Shirley Clark’s Moment in Love

Shirley Clark and Anna Sokolow Moment in Love

1957/8, color, sound,design, directed and edited by Shirley Clarke, choreographer: Anna Sokolow, dancers: Carmela Gutierrez, Paul Sanasardo. Music: Norman Lloyd, Production: Halcyon films

In this post I look at the art of dance and film, Shirley Clark and Anna Sokolow’s Moment in Love from Shirley Clark’s Dances for the Camera. I offer that Moment in Love is about the dialectic of the struggle between the male and female, and their classes, which fuels the most interesting aspect of the film, the “dance” between these two opposing forces.

I think it is important to discuss what first struck me about this piece, how I reacted to the superficial structure of the piece. What initially struck me as interesting in the Sokolow and Clark piece was the indefinably of the subject matter. At first, I really had the feeling that the two artists were touching on and commenting on an archetypal idea, the idea of love and it’s qualities, but after several views, other feelings arose. For example, the use of color, layering, and solarization brought up ideas of death and blood, as well as futility and fleetingness, all of which seemed to complicate my first impression.

Before moving forward I must relay that the dance for camera piece Moment in Love was thoughtfully choreographed and filmed. No words needed to be said that were not already better said through the dance. The interaction between the two dancers/characters seemed natural and unaffected, as was the movement. There was not an overwhelming sense of political or social commentary in the piece, allowing it to transcend its historical nature and to be valid fifty years after its creation.

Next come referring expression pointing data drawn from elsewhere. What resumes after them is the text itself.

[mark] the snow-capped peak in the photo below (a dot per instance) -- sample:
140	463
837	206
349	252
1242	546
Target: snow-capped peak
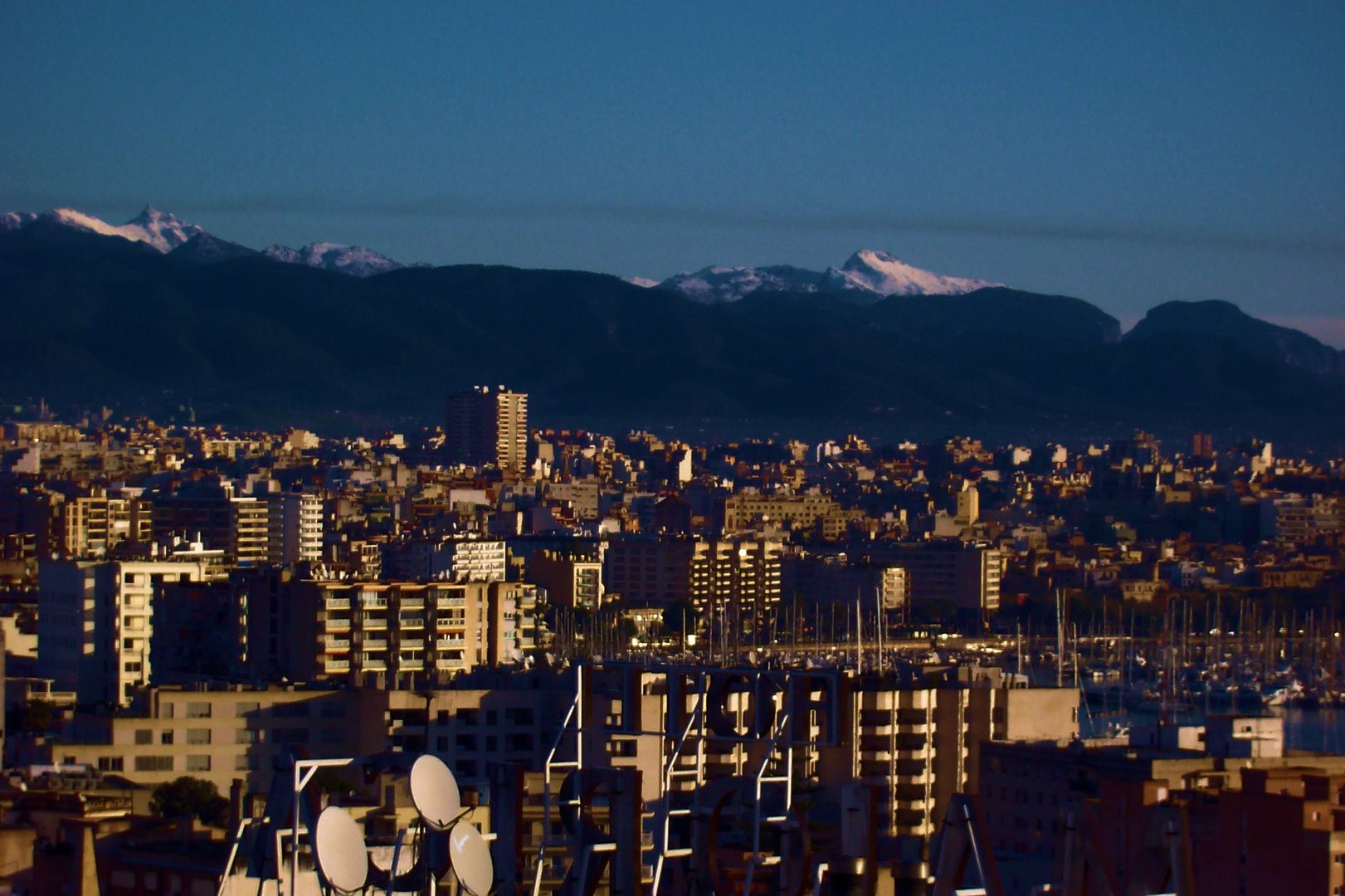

The free quality of the movement made the lovers seem totally available to the discovery of their feelings for each other. The timelessness in the piece suggests freedom; freedom from the worries of the day-to-day minutia. The film begins with two lovers cavorting on green pastures and on top of the world – literally dancing in the clouds. The movement is grounded in modern dance with a very ballet feel, though more loosely executed. They linger and love, dance and woo. One truly gets the feeling that real life does not exist and the day-to-day is this joyous play.

Then the young man appears in the rubble of a dilapidated city. The woman he loves is in the window of a building high above the young man, brushing her hair in a lovely shift. There is a distinct feeling of class separation, the man is standing in the rubble gazing up towards the woman existing above him. He begins to look abject and wanders by himself for a time, an apparition of the woman appears before him in the rubble, then disappears as if she were a fantasy, a faraway untouchable dream.

The young woman then appears in the flesh and they run off together, the coloring of the film then changes to a deep passionate red. They dance as if they are seducing the other and something akin to an explicit love scene takes place. Shirley Clark uses filmic editing to make it appear as if the two dancers were actually merging with each other and the red atmospheric glow that surrounds them. The next scene shows them having to part and one never knows whether their love affair lives on or if it is truly just a moment in love as the title suggests.

As the dancers were moving, the camera not only follows them but exceeds and breaks their trajectories. It manipulates their perceptible movements to such an extent that the dancers appear to be gliding among the clouds, suspended in endless and even supernatural bliss. As Clarke herself explains: "I started choreographing the camera as well as the dancers in the frame". With bright, lustrous tone, Clarke goes beyond subjective camera work to the point that her camera becomes subject itself.